Newsweek has contacted King for comment.

On June 20, about 50 county LGBTQ residents and allies protested in response to King's texts.

"A publicly elected official should not hate anybody. There's no place for hate in any community," the protest's organizer, Suzy Langeveld, told The Alpena News. "We're normal, just like everybody else. We have houses, we pay our bills, we have jobs."

King's texts reminded some activists of anti-LGBTQ violence in the United States.

In 2016, the FBI's Uniform Crime Reports (UCR) said that 17.9 percent of all hate crimes were attributed to anti-LGBTQ bias despite LGBTQ people only making up 4.5 percent of the U.S. population. While many anti-LGBTQ hate crimes involve weapons, the UCR didn't specify how many in 2016 involved a gun.

Terry King homophobia text message shoot gay
A marksman sights in on a target during a class he was taking to qualify for an Illinois concealed carry permit on February 14, 2014 in Posen, Illinois. Scott Olson/Getty

King's texts have become an issue in the Republican primary for county sheriff as King faces off against his former boss, county Sheriff Steve Kieliszewski.
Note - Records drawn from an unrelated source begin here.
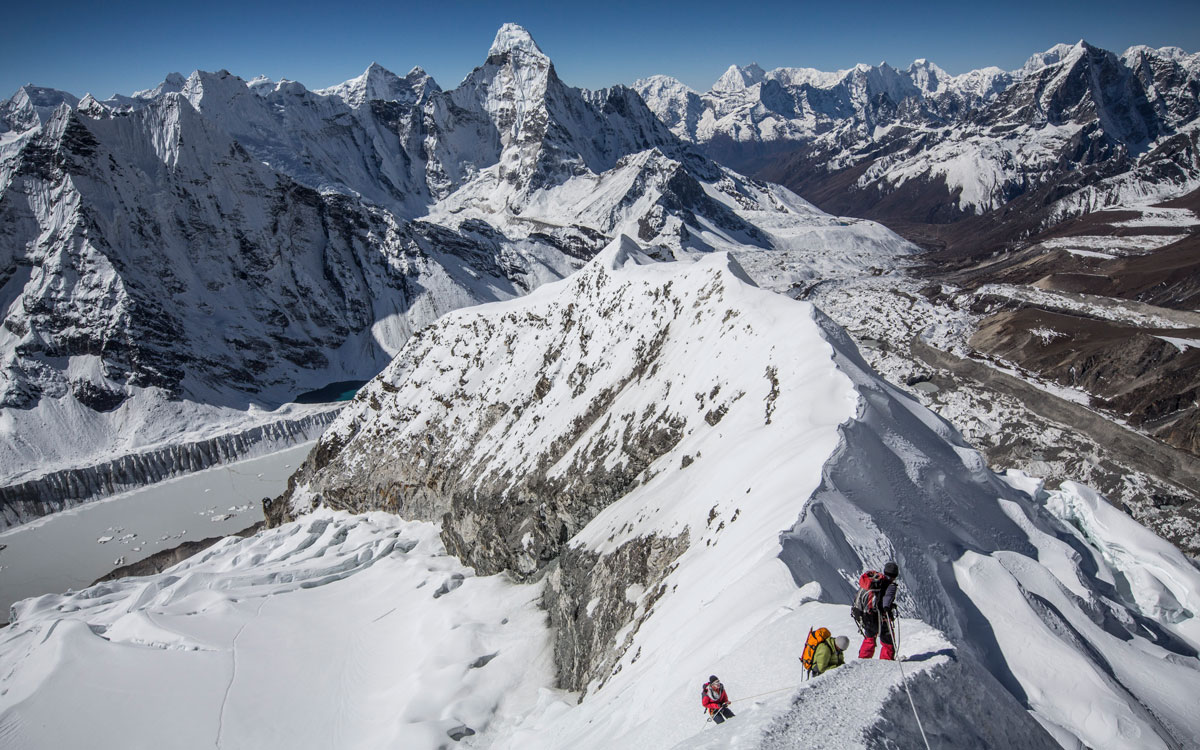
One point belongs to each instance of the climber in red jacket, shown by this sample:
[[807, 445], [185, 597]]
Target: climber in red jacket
[[715, 700]]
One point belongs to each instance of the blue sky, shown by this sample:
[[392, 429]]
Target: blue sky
[[121, 47]]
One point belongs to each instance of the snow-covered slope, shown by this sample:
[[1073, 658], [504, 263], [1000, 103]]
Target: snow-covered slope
[[688, 473], [652, 492], [215, 246], [906, 142]]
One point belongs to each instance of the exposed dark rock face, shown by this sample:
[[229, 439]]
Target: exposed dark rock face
[[1133, 371], [588, 604], [516, 426]]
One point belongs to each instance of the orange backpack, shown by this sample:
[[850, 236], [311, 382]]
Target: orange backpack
[[810, 648]]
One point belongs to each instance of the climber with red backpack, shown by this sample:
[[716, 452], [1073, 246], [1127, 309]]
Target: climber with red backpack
[[715, 700], [874, 610]]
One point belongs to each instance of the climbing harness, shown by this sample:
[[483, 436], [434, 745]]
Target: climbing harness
[[904, 681]]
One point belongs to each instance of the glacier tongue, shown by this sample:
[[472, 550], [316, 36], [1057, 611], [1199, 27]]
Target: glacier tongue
[[689, 472]]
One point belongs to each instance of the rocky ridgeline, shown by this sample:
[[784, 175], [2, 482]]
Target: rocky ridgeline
[[57, 491], [515, 425], [1078, 127]]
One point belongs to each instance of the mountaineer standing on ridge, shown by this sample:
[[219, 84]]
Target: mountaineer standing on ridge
[[874, 609], [831, 653], [715, 700]]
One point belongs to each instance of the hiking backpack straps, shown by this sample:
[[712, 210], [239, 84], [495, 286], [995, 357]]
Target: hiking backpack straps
[[867, 599]]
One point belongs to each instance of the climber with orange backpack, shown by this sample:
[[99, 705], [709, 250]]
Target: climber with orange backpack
[[822, 652], [874, 610]]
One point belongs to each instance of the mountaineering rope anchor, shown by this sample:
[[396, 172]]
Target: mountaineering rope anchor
[[899, 660]]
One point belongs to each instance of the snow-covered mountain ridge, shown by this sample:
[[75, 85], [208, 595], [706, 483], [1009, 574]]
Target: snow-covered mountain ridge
[[645, 442], [214, 245], [670, 459], [919, 145]]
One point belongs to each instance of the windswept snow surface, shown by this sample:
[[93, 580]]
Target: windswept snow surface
[[335, 631], [339, 631]]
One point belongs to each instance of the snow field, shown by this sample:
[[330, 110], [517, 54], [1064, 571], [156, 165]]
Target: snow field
[[334, 631]]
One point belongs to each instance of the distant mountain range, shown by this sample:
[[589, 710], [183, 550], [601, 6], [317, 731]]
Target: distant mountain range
[[177, 257], [1007, 154]]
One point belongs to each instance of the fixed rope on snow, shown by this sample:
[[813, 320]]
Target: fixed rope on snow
[[904, 681]]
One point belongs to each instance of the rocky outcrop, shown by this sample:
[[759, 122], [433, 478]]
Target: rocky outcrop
[[57, 491], [519, 426], [597, 604]]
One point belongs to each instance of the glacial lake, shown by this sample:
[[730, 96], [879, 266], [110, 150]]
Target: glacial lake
[[75, 547]]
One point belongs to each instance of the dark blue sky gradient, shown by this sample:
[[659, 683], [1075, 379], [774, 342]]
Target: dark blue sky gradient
[[119, 48]]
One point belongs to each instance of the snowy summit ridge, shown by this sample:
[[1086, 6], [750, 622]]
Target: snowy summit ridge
[[514, 40]]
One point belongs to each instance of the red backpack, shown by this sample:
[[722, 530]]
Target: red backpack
[[868, 597]]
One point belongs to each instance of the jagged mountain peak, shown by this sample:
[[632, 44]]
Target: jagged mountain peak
[[1056, 54], [31, 106], [514, 41], [172, 83], [739, 78], [377, 83]]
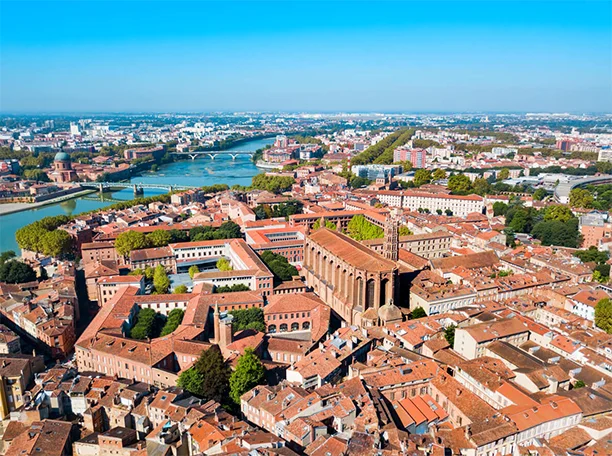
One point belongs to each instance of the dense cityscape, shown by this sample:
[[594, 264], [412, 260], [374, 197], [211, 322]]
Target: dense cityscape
[[320, 284], [305, 228]]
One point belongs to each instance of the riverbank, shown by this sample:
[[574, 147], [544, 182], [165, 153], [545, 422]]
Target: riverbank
[[11, 208]]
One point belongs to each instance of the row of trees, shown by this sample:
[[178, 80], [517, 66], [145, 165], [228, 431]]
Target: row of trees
[[42, 236], [382, 151], [231, 288], [135, 240], [14, 271], [279, 265], [211, 379], [274, 184], [252, 318], [360, 229], [266, 211], [554, 225]]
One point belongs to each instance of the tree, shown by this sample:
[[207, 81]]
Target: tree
[[148, 324], [449, 334], [37, 175], [499, 208], [439, 174], [175, 317], [360, 229], [193, 270], [404, 231], [223, 264], [459, 184], [603, 315], [580, 197], [159, 238], [210, 376], [14, 271], [421, 177], [7, 255], [418, 312], [274, 184], [539, 194], [559, 213], [130, 240], [481, 187], [279, 265], [56, 243], [232, 288], [161, 282], [181, 289], [251, 318], [248, 374], [503, 174], [555, 232], [592, 255], [579, 384], [358, 182]]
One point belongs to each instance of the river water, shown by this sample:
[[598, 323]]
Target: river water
[[199, 172]]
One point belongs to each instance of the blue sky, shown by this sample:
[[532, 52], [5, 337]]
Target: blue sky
[[306, 56]]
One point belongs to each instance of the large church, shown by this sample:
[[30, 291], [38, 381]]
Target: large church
[[359, 284]]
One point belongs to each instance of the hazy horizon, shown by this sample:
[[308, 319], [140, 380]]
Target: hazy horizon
[[505, 57]]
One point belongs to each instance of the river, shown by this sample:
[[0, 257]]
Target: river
[[199, 172]]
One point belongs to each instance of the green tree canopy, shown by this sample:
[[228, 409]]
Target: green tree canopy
[[559, 213], [360, 229], [193, 270], [418, 312], [161, 282], [580, 197], [439, 174], [223, 264], [175, 317], [279, 265], [503, 174], [209, 376], [13, 271], [422, 177], [248, 374], [159, 238], [274, 184], [231, 288], [540, 194], [130, 240], [251, 318], [499, 208], [603, 315], [459, 184], [181, 289]]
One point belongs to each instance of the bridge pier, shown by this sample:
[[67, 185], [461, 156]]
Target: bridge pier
[[138, 190]]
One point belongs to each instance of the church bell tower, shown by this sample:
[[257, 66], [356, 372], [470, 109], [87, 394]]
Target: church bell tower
[[391, 244]]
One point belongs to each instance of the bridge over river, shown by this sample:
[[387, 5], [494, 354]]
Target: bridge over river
[[214, 153], [563, 190], [137, 186]]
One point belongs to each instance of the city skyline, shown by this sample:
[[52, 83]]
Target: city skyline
[[400, 57]]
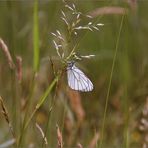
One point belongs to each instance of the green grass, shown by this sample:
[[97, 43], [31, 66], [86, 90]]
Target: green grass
[[118, 71]]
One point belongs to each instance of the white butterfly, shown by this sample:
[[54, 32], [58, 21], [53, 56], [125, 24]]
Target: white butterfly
[[77, 80]]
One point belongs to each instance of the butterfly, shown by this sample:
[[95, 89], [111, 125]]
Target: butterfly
[[77, 80]]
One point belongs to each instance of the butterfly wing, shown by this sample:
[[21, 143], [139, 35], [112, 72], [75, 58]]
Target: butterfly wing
[[77, 80]]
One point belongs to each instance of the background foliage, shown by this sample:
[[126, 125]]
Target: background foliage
[[79, 115]]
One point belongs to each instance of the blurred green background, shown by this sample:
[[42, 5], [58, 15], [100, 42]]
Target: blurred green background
[[80, 119]]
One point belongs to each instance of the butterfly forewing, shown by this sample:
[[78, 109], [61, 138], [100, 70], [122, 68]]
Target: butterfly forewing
[[77, 80]]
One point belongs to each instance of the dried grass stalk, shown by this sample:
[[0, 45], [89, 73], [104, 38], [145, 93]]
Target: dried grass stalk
[[19, 68], [5, 113], [108, 10], [93, 142], [5, 49], [75, 102], [59, 137], [42, 134]]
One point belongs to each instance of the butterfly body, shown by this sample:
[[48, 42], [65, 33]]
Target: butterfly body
[[77, 80]]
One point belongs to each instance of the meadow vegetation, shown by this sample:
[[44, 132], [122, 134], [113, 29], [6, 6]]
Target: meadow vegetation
[[108, 42]]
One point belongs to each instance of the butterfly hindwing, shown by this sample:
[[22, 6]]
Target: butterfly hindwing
[[77, 80]]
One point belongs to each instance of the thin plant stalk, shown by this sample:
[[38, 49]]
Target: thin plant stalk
[[110, 82]]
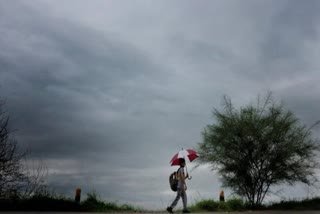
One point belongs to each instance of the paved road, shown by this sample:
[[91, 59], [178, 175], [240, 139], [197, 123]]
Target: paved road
[[251, 212]]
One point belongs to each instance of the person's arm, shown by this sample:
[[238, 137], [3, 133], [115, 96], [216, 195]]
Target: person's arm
[[183, 178]]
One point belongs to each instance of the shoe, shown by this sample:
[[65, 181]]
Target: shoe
[[169, 209]]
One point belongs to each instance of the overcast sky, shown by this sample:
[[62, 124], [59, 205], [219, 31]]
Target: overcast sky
[[106, 92]]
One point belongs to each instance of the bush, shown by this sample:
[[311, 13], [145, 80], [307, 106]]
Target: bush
[[206, 205], [235, 204]]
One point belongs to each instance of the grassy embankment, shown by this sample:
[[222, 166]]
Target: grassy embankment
[[52, 202], [240, 205]]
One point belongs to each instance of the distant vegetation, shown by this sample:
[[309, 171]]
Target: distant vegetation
[[209, 205], [53, 202]]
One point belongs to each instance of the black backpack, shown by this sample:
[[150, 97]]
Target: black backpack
[[173, 181]]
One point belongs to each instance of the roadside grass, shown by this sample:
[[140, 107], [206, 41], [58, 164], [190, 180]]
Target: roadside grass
[[210, 205], [94, 204], [236, 204], [305, 204], [50, 201]]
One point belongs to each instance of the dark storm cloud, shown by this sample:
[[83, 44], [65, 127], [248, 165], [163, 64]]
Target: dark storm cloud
[[73, 91], [106, 93]]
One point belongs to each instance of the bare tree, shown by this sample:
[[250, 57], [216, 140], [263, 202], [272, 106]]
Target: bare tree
[[16, 178]]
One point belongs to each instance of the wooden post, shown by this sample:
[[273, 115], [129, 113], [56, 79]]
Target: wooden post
[[78, 195], [221, 196]]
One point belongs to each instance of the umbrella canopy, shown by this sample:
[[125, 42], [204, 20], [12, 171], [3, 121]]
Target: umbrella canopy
[[189, 154]]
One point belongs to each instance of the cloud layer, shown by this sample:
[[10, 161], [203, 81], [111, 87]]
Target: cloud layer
[[106, 93]]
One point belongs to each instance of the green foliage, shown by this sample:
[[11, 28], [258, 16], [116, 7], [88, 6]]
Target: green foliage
[[205, 205], [235, 204], [210, 205], [306, 204], [258, 146]]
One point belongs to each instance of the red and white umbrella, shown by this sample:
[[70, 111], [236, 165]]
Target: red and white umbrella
[[189, 154]]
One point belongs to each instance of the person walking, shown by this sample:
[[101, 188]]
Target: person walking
[[181, 190]]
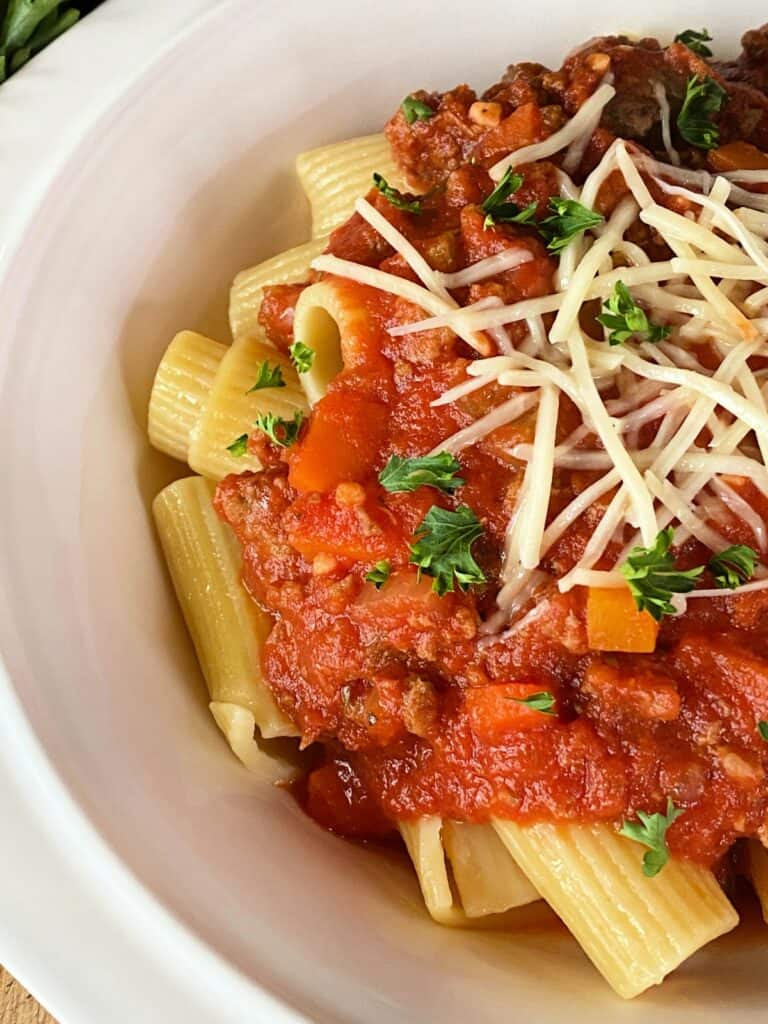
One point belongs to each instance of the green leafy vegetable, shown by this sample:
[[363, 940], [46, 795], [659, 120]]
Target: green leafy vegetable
[[282, 432], [543, 701], [567, 220], [497, 208], [379, 574], [733, 566], [430, 471], [302, 356], [416, 110], [651, 832], [28, 26], [625, 318], [268, 376], [442, 549], [702, 98], [394, 197], [695, 41], [239, 446], [653, 578]]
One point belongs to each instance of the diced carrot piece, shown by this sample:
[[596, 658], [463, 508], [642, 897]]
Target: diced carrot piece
[[738, 157], [345, 431], [613, 622], [497, 709]]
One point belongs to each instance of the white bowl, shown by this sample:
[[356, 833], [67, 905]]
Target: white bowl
[[143, 875]]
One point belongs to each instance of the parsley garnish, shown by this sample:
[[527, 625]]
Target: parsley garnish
[[394, 197], [442, 549], [652, 833], [267, 376], [282, 432], [653, 578], [239, 446], [416, 110], [302, 356], [543, 701], [568, 219], [733, 566], [499, 211], [702, 97], [695, 41], [624, 317], [379, 574], [430, 471]]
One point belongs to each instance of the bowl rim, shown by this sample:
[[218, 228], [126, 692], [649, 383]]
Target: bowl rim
[[49, 846]]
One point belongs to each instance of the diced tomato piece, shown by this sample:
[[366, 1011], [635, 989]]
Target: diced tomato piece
[[613, 622], [345, 433], [497, 709], [318, 524]]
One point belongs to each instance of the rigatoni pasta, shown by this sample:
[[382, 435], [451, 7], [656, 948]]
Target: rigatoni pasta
[[505, 536]]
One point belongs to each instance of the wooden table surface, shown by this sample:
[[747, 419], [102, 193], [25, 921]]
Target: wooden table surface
[[16, 1006]]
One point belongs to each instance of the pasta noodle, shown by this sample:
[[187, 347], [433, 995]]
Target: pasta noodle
[[334, 176], [635, 930], [226, 628], [231, 408], [182, 383], [758, 864], [248, 288]]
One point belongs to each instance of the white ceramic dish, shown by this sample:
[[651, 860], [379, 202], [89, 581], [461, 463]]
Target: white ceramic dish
[[143, 875]]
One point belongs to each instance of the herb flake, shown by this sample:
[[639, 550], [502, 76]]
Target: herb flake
[[416, 110], [379, 574], [567, 220], [651, 832], [733, 566], [695, 41], [429, 471], [267, 376], [239, 446], [281, 432], [653, 578], [442, 549], [625, 318], [704, 96], [394, 197], [302, 356]]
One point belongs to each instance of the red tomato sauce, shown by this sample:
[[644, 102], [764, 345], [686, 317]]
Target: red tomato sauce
[[417, 710]]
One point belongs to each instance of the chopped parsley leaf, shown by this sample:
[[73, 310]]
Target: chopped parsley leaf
[[282, 432], [416, 110], [379, 574], [239, 446], [268, 376], [394, 197], [626, 318], [568, 219], [653, 578], [695, 41], [302, 356], [429, 471], [651, 832], [733, 566], [442, 549], [543, 701], [704, 96]]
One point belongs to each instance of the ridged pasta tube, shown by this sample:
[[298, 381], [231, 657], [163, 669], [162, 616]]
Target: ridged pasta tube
[[231, 408], [334, 176], [634, 929], [288, 267], [182, 383], [227, 629]]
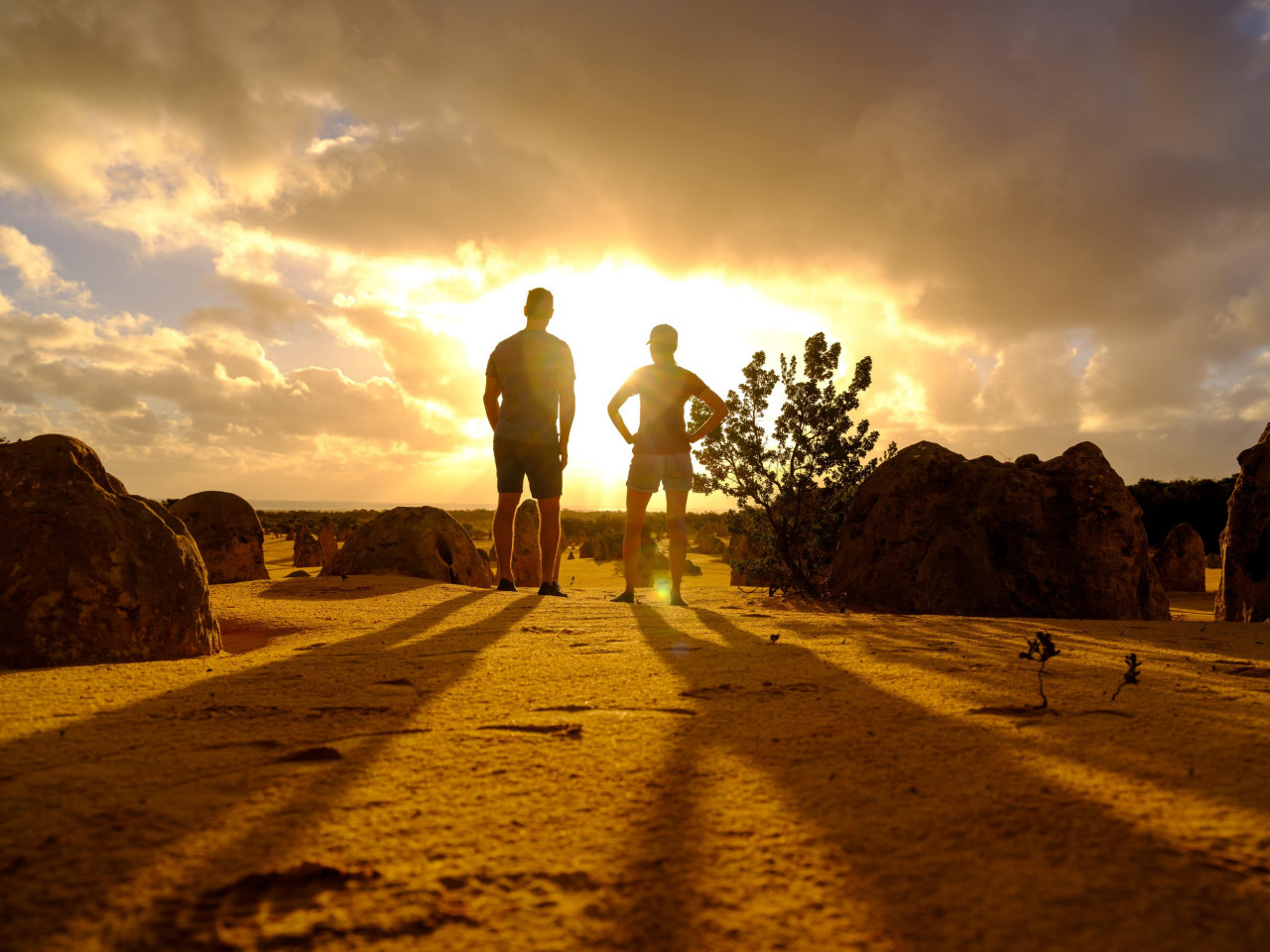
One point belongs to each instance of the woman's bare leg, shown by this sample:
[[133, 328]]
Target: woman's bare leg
[[636, 503], [677, 529]]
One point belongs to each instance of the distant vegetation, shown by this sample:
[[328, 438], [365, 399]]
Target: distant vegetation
[[476, 522], [793, 484], [1202, 503]]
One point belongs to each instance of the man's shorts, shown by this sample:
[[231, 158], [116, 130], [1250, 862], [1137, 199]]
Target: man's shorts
[[649, 471], [515, 460]]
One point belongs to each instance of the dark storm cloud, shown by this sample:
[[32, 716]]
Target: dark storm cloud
[[1021, 173]]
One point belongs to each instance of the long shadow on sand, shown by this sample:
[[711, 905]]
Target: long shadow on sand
[[949, 841], [1179, 762], [232, 737]]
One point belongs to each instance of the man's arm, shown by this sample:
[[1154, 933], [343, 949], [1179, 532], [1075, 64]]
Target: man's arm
[[568, 405], [615, 407], [717, 411], [493, 389]]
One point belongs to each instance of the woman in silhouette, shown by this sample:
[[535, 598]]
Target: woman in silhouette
[[662, 454]]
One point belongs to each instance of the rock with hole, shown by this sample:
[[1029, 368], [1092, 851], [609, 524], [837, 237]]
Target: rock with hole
[[89, 572], [423, 542]]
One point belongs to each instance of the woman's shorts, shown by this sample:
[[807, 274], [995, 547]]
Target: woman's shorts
[[649, 471]]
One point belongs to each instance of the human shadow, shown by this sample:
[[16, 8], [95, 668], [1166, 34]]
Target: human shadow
[[336, 588], [270, 728], [952, 841]]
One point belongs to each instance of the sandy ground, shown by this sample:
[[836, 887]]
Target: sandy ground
[[388, 763]]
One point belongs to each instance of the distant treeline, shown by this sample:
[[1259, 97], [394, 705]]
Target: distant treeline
[[476, 522], [1202, 503], [282, 521]]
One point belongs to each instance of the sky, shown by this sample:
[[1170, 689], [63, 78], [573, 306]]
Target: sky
[[266, 246]]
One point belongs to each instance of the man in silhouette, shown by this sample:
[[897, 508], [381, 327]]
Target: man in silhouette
[[532, 372]]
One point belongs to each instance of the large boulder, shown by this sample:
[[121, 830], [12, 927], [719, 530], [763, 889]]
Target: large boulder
[[87, 572], [227, 532], [307, 552], [1180, 560], [1243, 593], [933, 532], [423, 542]]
King resigned from his position as undersheriff in June 2019 after an investigation into allegations of impropriety. Kieliszewski eventually issued an ultimatum stating that King should either resign or be fired. After resigning, King filed a whistleblower lawsuit claiming that he was forced out for pointing out wrongdoing in the police department, according to The Detroit Free Press.

The disagreement has played out publicly with Kieliszewski publishing his allegations of King's questionable conduct and King refuting the allegations in an open letter.

Kieliszewski has called King's texts "horrible" and added that a sheriff must represent the entire community, including LGBTQ people.

"It was just most concerning, most concerning and extremely disappointing," Kieliszewski said. "(I was) shocked when I looked at that. It's like–what the hell are you thinking? What are you doing? These are people, for God's sakes."